Clashes between English and Dutch commercial interests fueled popular support for the First and Second Anglo-Dutch Wars in the 1650s and the ’60s, but Parliament recoiled from providing the resources the king might use to support a standing army. Parliament wished to keep tight control of the purse strings, and memories of the way Charles I had turned a standing army against Parliament were still strong.

Short on funds, Charles II looked about for ways to augment his income and his power without going through Parliament.

He had reason to be grateful to Louis XIV, who had sheltered him and his family during their exile from England after the execution of his father. In addition, his beloved sister, Henrietta, was married to Louis’ brother. Charles also understood that Louis’ program of expanding French power in Europe required defeating the Dutch — which gave him an opening.

In 1662, in need of an infusion of cash, Charles sold the English interest in Dunkirk to Louis. This transaction, although unpopular, formed a precedent for a bigger deal. In 1670, Henrietta acted as an intermediary in the negotiations for the Treaty of Dover between England and France to ally the two nations against the Dutch. With this agreement, England formed a new Anglo-French alliance that led directly to the Third Anglo-Dutch War, which lasted from 1672 to 1674.

But there was more to the deal than just a military alliance. Secret provisions gave an annual stipend to Charles to help close a budgetary gap and enable him to evade parliamentary oversight. In return, Charles promised that he would break the English alliance with Sweden and the Dutch, formed as part of the settlement of the Second Anglo-Dutch War, and publicly convert to Catholicism sometime in the future. (Charles was too canny to specify exactly when, and his actual conversion had to await his deathbed.)

Charles’ deal with Louis gave support to French ambitions for European domination, and in return Charles received resources to enable him to thwart the power of Parliament over the crown and return England to Catholicism.

Knowing that this deal would be unpopular — after all, it benefited Charles, not the English public — in a 17th century version of “no collusion,” Charles denied the existence of the secret clauses of the Treaty of Dover. But such a deal could not remain secret for long, and by the 1680s rumors about these provisions percolated through the English elite who had been excluded from the negotiations. These suspicions helped to fuel a revived parliamentary resistance to Charles and stained his reputation for decades. During a time when the principle of parliamentary supremacy was still in flux, Charles sold out his own country to the French, a breathtaking example of corruption by a head of state at the behest of a foreign actor.
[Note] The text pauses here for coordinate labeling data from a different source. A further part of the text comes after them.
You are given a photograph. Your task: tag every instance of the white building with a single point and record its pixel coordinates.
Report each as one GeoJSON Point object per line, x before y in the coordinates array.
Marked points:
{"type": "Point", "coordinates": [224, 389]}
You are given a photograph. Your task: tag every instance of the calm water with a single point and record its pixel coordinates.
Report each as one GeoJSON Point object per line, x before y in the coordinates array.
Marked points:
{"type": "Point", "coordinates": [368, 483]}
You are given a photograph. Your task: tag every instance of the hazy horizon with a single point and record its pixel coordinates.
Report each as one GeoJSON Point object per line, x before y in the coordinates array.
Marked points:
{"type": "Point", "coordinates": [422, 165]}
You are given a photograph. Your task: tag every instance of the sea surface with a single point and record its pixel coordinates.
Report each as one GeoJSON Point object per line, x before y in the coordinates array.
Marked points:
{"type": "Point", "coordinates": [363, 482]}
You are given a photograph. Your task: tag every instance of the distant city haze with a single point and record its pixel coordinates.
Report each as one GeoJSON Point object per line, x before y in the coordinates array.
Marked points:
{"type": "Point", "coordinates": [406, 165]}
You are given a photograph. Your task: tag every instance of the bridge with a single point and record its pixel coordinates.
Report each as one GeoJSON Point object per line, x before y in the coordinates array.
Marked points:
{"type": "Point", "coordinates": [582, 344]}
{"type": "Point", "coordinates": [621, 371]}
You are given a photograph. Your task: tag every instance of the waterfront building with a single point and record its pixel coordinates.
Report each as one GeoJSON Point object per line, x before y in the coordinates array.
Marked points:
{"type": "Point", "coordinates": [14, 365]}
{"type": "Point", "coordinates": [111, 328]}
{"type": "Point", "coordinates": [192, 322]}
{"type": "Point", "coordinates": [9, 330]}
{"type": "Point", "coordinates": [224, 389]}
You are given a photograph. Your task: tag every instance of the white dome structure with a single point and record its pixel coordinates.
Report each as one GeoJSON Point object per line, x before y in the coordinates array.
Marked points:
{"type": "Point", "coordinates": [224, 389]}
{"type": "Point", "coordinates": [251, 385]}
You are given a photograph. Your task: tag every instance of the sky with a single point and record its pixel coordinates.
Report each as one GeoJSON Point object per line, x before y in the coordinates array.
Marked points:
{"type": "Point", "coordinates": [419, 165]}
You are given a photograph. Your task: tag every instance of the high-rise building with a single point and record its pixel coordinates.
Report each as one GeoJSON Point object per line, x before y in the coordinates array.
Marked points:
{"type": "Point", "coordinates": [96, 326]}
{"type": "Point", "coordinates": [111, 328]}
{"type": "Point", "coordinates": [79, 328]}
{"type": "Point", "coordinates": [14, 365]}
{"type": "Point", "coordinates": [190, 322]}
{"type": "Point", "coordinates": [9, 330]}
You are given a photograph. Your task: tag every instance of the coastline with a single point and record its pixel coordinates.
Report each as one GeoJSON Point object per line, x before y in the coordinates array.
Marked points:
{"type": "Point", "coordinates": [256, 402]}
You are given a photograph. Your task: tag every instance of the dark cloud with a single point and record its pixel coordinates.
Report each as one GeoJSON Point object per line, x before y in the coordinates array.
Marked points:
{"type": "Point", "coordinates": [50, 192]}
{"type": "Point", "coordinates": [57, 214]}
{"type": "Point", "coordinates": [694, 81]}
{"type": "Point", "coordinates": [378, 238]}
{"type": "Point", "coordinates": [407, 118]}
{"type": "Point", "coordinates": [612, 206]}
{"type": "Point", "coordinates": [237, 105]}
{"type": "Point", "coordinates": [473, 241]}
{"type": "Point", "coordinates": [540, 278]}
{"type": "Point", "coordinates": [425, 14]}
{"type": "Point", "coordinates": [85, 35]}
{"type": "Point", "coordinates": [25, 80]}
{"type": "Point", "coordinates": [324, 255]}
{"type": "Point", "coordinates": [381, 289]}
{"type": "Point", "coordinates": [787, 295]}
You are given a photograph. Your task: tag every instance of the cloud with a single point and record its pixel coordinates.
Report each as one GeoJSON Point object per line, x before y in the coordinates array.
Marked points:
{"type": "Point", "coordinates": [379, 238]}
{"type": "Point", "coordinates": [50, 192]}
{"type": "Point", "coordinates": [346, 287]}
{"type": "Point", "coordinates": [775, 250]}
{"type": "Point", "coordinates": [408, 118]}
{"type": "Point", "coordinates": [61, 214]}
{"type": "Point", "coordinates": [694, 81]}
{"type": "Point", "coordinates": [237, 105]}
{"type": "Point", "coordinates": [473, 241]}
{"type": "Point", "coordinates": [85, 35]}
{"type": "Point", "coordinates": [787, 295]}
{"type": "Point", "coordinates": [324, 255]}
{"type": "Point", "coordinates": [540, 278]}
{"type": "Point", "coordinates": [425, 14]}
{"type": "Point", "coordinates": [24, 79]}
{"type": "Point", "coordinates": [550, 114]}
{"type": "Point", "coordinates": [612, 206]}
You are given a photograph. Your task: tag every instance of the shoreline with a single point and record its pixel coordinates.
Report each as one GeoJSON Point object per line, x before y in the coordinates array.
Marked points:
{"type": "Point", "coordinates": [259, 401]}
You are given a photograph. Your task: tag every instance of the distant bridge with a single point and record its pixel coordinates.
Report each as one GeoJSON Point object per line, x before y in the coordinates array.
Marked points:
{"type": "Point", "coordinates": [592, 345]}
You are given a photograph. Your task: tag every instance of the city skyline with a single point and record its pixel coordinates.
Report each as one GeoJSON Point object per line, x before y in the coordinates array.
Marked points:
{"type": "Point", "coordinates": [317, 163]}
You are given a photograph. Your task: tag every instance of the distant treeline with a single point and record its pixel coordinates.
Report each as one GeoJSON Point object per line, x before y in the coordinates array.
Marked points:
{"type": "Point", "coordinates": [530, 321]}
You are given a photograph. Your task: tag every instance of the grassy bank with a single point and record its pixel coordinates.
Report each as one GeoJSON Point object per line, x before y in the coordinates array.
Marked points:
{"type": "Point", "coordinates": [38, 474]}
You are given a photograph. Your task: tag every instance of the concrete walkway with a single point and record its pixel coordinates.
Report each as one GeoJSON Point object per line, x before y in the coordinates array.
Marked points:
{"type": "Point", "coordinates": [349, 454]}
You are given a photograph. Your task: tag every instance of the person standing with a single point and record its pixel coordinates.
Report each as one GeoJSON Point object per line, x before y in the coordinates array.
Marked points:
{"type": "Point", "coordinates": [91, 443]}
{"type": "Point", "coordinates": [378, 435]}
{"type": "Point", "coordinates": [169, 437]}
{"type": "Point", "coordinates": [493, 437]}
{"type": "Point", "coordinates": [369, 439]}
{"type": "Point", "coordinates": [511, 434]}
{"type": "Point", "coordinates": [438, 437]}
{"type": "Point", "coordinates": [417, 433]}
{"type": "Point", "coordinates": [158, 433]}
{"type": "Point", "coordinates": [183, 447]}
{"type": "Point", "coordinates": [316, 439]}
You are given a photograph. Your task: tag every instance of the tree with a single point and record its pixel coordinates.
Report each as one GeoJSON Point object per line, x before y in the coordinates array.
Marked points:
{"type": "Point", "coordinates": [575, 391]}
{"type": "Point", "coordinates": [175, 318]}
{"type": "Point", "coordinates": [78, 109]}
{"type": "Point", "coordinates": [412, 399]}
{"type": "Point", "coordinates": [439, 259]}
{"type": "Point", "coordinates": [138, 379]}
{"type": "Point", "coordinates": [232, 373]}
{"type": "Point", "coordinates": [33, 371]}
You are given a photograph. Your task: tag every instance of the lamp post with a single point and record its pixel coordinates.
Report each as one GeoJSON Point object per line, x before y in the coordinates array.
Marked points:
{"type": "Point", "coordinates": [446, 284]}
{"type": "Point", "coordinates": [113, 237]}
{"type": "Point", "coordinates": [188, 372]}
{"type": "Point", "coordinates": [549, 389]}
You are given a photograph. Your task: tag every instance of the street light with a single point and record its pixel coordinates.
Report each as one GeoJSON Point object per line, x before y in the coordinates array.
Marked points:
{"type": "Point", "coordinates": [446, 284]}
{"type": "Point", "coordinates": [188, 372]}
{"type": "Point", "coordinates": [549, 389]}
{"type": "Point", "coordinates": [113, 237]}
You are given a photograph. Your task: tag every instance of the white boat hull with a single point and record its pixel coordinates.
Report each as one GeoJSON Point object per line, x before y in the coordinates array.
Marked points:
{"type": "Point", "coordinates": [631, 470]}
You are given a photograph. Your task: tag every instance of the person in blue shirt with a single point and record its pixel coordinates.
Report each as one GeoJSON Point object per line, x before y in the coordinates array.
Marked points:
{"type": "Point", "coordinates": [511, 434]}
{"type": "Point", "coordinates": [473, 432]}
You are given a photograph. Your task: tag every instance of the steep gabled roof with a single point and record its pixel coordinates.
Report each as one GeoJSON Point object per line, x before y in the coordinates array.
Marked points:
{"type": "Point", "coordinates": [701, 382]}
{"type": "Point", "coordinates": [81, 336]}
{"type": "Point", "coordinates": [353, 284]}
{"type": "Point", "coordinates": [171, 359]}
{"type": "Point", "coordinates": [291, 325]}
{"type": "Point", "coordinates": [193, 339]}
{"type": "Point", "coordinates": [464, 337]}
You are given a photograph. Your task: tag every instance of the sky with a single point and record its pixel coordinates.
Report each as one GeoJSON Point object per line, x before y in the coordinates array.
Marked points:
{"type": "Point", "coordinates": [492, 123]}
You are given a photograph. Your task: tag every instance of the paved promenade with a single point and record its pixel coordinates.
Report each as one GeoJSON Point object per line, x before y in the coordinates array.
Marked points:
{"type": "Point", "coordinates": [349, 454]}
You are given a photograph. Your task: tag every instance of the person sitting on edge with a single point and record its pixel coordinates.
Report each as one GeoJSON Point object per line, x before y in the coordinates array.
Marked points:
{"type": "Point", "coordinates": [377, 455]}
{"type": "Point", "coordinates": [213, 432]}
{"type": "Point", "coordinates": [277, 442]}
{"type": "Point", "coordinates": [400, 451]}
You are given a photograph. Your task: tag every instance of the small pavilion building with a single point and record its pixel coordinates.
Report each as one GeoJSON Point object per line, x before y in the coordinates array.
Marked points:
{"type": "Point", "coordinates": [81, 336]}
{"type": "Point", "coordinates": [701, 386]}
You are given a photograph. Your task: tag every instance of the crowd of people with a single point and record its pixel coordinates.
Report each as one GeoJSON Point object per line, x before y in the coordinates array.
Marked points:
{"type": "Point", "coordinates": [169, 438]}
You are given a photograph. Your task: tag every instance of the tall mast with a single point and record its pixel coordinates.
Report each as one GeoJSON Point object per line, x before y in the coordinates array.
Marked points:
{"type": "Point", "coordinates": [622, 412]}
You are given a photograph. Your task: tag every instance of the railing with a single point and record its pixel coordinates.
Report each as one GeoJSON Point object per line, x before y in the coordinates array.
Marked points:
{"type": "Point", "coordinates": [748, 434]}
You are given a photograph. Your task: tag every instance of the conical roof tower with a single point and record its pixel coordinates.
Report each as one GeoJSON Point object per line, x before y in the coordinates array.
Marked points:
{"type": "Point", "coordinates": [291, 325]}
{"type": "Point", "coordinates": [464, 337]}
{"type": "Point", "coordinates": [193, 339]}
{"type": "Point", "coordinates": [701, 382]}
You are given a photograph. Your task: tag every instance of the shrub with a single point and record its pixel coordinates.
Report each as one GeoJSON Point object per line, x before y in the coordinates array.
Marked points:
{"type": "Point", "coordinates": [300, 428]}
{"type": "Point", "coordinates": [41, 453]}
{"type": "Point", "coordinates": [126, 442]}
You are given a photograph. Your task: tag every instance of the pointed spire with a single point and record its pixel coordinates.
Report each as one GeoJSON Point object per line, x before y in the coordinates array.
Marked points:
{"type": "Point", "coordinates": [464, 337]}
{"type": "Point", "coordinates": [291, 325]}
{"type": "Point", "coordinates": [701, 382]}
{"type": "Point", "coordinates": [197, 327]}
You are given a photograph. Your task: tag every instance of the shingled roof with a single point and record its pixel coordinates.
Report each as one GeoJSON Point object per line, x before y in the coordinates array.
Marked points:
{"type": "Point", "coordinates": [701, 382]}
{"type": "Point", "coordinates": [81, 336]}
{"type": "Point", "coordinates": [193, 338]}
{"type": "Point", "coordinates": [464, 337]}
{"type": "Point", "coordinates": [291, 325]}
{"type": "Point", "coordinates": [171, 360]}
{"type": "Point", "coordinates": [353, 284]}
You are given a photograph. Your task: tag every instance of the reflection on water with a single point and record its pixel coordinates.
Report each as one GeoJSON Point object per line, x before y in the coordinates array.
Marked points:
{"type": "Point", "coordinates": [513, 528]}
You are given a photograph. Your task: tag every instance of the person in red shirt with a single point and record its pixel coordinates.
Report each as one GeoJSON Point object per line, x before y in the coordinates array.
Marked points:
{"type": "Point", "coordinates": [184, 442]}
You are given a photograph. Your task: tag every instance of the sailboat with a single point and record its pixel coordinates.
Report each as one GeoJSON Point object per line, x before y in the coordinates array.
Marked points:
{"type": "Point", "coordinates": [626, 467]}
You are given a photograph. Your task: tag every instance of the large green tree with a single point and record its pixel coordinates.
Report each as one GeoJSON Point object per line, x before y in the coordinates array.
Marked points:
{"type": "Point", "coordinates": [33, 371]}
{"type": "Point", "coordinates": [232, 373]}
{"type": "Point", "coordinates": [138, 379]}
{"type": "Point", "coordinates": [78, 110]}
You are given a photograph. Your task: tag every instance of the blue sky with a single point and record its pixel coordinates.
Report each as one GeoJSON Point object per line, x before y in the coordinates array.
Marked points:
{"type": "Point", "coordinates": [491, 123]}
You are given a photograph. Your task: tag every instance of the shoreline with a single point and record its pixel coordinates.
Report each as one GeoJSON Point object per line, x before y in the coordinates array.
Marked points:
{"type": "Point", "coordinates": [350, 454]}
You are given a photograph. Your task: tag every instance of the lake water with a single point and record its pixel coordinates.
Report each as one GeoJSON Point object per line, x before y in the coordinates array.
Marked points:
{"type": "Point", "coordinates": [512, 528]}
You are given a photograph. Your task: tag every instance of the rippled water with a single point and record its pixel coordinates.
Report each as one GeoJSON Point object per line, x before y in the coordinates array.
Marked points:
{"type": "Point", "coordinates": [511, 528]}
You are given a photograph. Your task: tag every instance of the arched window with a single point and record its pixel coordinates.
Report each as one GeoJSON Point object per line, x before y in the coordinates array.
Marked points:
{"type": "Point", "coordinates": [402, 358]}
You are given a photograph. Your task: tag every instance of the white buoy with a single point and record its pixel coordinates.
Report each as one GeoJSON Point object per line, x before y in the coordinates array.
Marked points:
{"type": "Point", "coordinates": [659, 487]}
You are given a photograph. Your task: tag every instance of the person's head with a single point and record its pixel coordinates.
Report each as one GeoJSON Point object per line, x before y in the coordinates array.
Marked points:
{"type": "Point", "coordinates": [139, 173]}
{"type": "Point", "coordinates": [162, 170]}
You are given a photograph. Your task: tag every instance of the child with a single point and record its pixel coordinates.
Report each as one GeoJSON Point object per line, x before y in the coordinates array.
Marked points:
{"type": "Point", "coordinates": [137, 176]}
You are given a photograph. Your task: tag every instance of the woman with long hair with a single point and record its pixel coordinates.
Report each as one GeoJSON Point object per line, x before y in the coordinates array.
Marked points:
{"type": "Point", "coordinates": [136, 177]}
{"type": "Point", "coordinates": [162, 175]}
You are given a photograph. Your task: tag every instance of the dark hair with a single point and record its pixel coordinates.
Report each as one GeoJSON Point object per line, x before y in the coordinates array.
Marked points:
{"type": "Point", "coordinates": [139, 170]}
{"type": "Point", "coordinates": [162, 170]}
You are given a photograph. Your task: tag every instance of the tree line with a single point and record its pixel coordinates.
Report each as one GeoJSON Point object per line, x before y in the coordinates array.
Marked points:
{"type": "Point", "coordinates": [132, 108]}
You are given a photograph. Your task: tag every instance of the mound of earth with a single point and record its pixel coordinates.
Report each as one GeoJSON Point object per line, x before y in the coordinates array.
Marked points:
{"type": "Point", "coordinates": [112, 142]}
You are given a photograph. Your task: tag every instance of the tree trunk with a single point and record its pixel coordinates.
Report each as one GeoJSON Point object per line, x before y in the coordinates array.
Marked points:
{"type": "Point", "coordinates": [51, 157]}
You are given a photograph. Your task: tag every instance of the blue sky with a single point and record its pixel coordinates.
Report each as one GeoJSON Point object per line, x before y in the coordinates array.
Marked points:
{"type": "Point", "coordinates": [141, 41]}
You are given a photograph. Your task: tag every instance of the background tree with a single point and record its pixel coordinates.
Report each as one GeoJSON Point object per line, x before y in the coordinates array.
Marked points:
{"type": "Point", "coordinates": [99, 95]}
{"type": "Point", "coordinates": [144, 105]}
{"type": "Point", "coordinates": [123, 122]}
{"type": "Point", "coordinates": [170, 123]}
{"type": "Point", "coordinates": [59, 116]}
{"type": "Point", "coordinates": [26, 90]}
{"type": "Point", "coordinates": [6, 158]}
A century later, the story of Charles II’s treachery was on the minds of those crafting a new constitution for the United States.

During those deliberations, Gouverneur Morris and Charles Pinckney pointed to Charles as an example of a corrupt head of state, using his perfidy to argue for the emoluments and the impeachment clauses, as well as the participation of the Senate in ratifying treaties. During the debates on ratifying the Constitution in the South Carolina legislature, Charles Cotesworth Pinckney cited Charles’ sale of Dunkirk to Louis as a reason to make presidential treaty-making subject to senatorial advice and consent. And Alexander Hamilton in the “Federalist Papers” underlined how Charles had fielded a standing army without respect to Parliament in the waning years of his reign.

That a scheming, feckless leader might sell out his own country was a very real threat in the minds of those tasked to create a constitutional framework for a new government. Perhaps few Americans remember Charles II, and certainly fewer still remember the Treaty of Dover. But our Constitution’s safeguards against the danger of foreign corruption still exist, derived in part from the 18th century memories of Charles’ duplicity. It remains to be seen whether we have the political courage to use them or whether they will protect us.

Gail Savage is a professor of history at St. Mary’s College of Maryland, specializing in modern Britain.